11 Jan Picture Frame Glazing: Know Your Options
Have you ever baked something using substitute ingredients? Some recipes are forgiving in their design, but others are not as forgiving. We’ve all learned the hard way that when a dessert calls for heavy cream, they mean heavy cream, not a mixture of melted butter and milk. Baking is a science, and while you may feel comfortable playing “mad scientist” with some recipes, we know certain breads and desserts will yield disastrous results with improper ingredients.
The same can be said about custom framing. There are certain works of art that can handle any frame and glass, and there are more precious pieces that deserve the real deal.

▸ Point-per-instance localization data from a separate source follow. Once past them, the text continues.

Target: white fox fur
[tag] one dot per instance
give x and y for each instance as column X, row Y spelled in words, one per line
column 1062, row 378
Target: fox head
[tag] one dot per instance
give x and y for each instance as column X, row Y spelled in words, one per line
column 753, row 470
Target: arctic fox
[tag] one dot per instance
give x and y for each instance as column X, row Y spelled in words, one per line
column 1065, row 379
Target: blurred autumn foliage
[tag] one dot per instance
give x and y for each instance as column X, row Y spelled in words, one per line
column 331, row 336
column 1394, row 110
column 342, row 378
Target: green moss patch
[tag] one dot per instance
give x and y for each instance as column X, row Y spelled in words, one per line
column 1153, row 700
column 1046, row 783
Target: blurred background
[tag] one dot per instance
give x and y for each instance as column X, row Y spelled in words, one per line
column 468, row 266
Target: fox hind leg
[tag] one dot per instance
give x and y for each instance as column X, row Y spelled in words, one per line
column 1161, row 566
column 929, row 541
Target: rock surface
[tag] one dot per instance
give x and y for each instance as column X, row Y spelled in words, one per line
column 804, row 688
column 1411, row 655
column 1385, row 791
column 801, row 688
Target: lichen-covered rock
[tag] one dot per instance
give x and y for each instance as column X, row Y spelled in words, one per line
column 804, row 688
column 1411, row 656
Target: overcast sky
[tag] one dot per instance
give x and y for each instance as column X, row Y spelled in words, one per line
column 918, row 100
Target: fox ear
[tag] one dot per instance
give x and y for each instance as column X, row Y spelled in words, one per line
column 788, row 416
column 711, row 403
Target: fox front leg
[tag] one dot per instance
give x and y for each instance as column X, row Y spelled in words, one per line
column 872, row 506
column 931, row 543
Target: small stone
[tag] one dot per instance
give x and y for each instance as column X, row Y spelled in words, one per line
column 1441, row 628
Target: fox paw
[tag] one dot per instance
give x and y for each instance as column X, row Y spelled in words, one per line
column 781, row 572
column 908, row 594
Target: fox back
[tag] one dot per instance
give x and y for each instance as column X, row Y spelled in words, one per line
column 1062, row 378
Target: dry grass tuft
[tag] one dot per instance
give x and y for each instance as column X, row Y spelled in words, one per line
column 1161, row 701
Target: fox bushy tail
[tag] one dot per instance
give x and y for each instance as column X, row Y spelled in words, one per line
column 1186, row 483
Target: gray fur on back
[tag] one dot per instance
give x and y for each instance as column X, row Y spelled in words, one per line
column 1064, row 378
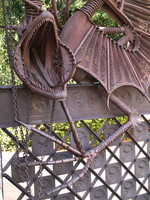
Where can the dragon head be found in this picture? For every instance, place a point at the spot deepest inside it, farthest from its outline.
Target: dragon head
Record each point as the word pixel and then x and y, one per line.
pixel 41 60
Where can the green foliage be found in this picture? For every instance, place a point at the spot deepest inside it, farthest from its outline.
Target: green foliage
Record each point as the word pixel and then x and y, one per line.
pixel 100 19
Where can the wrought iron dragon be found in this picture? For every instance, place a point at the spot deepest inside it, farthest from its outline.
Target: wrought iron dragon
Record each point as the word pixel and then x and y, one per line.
pixel 45 62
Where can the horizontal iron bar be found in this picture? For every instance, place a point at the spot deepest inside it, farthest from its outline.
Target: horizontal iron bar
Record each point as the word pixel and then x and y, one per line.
pixel 83 102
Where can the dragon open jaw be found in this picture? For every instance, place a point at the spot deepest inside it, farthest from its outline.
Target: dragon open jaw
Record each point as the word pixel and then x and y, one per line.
pixel 38 59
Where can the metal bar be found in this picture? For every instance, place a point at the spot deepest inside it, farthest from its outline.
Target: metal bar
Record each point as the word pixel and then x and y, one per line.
pixel 66 146
pixel 37 159
pixel 74 131
pixel 136 143
pixel 88 94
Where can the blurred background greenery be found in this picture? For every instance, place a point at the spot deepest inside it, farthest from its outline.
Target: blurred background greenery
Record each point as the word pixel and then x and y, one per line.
pixel 100 19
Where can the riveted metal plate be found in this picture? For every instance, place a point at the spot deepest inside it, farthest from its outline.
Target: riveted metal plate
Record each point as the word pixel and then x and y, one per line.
pixel 94 104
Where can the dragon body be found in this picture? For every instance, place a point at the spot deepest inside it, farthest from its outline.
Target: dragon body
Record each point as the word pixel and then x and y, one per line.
pixel 45 62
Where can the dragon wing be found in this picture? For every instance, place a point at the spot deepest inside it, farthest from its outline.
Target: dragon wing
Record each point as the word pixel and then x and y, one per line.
pixel 110 63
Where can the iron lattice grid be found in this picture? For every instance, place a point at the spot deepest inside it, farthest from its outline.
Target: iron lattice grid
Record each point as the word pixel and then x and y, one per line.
pixel 121 171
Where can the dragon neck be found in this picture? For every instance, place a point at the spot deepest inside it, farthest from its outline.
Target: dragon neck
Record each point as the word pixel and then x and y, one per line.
pixel 91 7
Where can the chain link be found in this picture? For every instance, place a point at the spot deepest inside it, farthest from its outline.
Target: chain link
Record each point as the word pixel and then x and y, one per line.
pixel 9 42
pixel 42 157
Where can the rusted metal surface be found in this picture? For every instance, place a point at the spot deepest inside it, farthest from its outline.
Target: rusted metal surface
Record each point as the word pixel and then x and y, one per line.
pixel 39 56
pixel 84 99
pixel 116 161
pixel 45 65
pixel 113 64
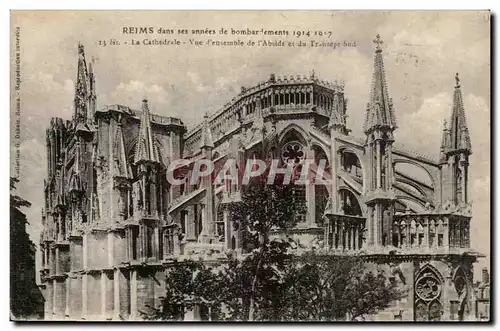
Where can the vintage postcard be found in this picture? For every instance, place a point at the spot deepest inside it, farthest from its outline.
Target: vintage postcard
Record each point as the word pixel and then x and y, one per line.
pixel 250 166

One of the more important aspects in custom framing is glazing. The glass or acrylic in a frame is your art’s first line of defense against everything it faces — light, dust, bugs, grease, moisture, etc. Regular glass, the type you get in a ready-made frame from a box store, is just glass that protects art from surface damage. Cheaper frames even use a lighter weight glass. Today, there are many types of picture frame glazing that both protect your art and add to the aesthetic of your framing design.
Types of Glazing
Just like your skin with sunscreen, your art needs glazing that will protect it from harmful UV rays. Conservation glazing is the standard in our studio. This glass has a coating that blocks up to 99% of UV rays that cause fading and other damage to photographs and art. Conservation glazing also comes in shatter resistant acrylic. This acrylic is a perfect choice for oversized art and pieces that require an extra layer of safety (i.e art in a public place).
In addition to protecting your art, glazing can enhance a frame design. Museum glass offers the same UV protection as conservation glass, and museum glass has minimal reflection. The artwork looks as though the frame doesn’t have any glass. This type of glazing is ideal on objects, textured pieces, or art that will hang in a space with tons of lighting. There are multiple types of museum acrylic that are used for the same reasons as conservation acrylic. Museum acrylic is commonly used in art museums on paintings. It offers a level of protection with no visual distraction.
While conservation and museum glazing are the two most popular types of glass, there are other types of picture frame glazing. Some types help with reflection control. Others help resist abrasions. Your framer will help you choose the perfect glazing for your piece. Whatever you choose, make sure the glazing has the UV coating.
Antique glass has its own charms. Its ripples, air bubbles, and weight feel special. However gorgeous it may be, antique glass may not be right for your art. For starters, it doesn’t have the UV coating which could be essential for your antique art and photographs.
The glass could be damaged in non-obvious ways. A chip in picture framing glass can be a ticking time bomb. If the frame suffers from impact (small or large), the glass could crack. A constant shift in temperature or humidity could also cause a chip to crack. You may need to upgrade to a modern glazing option to fully protect your piece.
How to Clean Your Glass
Everyone has their favorite products and cleaning methods. If you’re the type of person to swipe your frames with a Swiffer duster, then we’re not here to judge. But if you’re interested in the correct way to clean your glass, then here are a few tips:
- We recommend using a microfiber or any soft, lint-free cloth to clean your glass.
- Spray an ammonia-free cleaner on your cloth, not the picture frame. If you spray the glass directly, you run the risk of having liquid run under the glass. This can cause your image to stick to the glass or grow mold.
- Some specialty glazing options require special cleaners (i.e. acrylic cleaner). Ask your framer if there are specific cleaning instructions and which products they recommend.